Предыдущая глава |
↓ Содержание ↓
↑ Свернуть ↑
| Следующая глава |
Видимо, изображать больного у меня не очень хорошо получалось. Повисла еще одна пауза. Я представил, как в голове шефа, в суматохе, бегают муравьи, пытающиеся разложить полученную информацию по полочкам. Плохо ему, наверное. Впрочем, меня самого охватила бы паника, если бы вдруг заболел человек, который делал за тебя всю работу.
— Ну хорошо, отлежись. Не стоит к этому легкомысленно относиться. Если возникнут вопросы, тебя ведь можно найти по мобильному?, — наконец произнес Серегей Леонидович.
— Ну да, конечно.
— Я тебе позвоню, — прохрипел голос после паузы.
"Наверное, ждал извинений по поводу такого неожиданного поступка с моей стороны, — решил я. — Сказал в трубку стандартное: "всего доброго" — и отключился."
— Звони, звони, — подумал я злорадно.
На душе вдруг стало спокойно. Есть же выражение: "главное — начать". Я вообще по натуре человек, которому трудно начинать что-либо делать. Но уж если начало положено, то тут меня не остановишь. "Глаза боятся — руки делают", — любил повторять мой отец. Я вновь сел в кресло, в голове зияла пустота. Нужно было подумать как жить дальше.

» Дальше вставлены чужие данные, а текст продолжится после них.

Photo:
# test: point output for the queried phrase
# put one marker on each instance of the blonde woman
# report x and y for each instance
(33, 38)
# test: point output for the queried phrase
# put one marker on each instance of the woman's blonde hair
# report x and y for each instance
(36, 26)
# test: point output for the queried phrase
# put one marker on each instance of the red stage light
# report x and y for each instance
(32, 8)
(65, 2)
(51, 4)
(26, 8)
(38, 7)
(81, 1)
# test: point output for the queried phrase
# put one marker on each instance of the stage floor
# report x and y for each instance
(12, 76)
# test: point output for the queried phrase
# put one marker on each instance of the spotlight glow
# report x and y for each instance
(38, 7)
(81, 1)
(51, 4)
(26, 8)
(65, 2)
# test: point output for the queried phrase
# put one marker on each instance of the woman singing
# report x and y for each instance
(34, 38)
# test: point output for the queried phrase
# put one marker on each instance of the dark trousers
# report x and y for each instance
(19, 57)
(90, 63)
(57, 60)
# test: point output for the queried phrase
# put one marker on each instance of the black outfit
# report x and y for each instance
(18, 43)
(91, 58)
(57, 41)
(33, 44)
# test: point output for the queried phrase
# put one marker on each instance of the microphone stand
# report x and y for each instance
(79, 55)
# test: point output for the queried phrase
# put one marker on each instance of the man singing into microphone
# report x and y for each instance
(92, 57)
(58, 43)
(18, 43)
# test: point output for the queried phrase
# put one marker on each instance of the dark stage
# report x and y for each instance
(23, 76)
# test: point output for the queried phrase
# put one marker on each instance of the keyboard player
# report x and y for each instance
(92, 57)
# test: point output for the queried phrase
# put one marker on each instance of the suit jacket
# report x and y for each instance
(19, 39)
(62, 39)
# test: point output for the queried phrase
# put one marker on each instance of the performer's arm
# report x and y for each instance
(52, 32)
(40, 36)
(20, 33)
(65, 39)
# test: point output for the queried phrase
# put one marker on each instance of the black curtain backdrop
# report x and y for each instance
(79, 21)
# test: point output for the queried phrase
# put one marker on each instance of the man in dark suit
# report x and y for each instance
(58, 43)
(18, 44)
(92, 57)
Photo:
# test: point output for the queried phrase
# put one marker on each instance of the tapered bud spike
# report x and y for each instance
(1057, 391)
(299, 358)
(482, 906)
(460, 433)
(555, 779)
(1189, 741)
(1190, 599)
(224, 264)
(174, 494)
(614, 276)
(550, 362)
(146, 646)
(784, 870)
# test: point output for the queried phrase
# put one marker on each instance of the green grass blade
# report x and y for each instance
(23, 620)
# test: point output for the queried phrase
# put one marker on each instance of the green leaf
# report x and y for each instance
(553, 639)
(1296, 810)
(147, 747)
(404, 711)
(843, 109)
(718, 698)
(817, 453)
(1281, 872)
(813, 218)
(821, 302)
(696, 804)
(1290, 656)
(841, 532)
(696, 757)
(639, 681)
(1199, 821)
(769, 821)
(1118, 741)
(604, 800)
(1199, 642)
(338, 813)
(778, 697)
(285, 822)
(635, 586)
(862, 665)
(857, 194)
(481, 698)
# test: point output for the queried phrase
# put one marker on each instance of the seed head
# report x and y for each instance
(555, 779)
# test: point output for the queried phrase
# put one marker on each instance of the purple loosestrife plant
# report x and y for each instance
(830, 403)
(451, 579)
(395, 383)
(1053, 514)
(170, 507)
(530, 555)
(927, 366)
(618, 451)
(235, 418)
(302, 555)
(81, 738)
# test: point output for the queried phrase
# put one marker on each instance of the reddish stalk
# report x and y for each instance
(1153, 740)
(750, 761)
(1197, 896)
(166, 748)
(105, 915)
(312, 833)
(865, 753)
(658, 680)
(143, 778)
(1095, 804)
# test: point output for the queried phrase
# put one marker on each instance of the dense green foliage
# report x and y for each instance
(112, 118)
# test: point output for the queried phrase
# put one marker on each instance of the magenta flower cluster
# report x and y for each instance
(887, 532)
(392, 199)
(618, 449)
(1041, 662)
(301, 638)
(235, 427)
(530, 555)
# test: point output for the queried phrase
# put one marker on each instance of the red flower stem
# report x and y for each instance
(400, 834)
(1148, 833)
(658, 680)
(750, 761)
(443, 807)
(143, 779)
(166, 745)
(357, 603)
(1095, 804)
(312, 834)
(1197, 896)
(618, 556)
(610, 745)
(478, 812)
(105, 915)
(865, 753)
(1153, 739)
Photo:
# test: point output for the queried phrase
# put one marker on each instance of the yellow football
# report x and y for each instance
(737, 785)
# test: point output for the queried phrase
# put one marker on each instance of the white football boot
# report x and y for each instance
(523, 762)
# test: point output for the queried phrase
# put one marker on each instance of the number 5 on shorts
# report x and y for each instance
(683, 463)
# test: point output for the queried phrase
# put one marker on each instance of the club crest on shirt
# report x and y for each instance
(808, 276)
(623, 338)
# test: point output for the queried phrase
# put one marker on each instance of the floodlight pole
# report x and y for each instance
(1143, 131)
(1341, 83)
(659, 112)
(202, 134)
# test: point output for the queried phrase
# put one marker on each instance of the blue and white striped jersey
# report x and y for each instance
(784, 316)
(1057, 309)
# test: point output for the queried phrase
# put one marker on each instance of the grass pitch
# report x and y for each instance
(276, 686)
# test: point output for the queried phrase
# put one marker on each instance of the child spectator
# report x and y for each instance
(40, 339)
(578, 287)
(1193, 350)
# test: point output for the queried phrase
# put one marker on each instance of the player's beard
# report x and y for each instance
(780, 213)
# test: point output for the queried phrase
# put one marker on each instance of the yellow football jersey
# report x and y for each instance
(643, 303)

Прошло, наверное, минут двадцать, но ничего дельного на ум так и не пришло. И я решил проведать холодильник на предмет наличия в нем еды. Увиденное не обрадовало — заплесневелый сыр, пара пакетов молока. Со вздохом я вышел в коридор и, не торопясь, стал натягивать на ноги любимые замшевые туфли. Хочешь — не хочешь, придется идти за едой. Добираться до супермаркета было неохота, и я забежал в магазинчик по соседству. "Выбор там невелик, но на мой невзыскательный вкус что-нибудь найдется", — решил я. Купив спагетти, сосиски, томатный соус и расплатившись за покупки у кассы, с пакетом в руках я поплелся домой.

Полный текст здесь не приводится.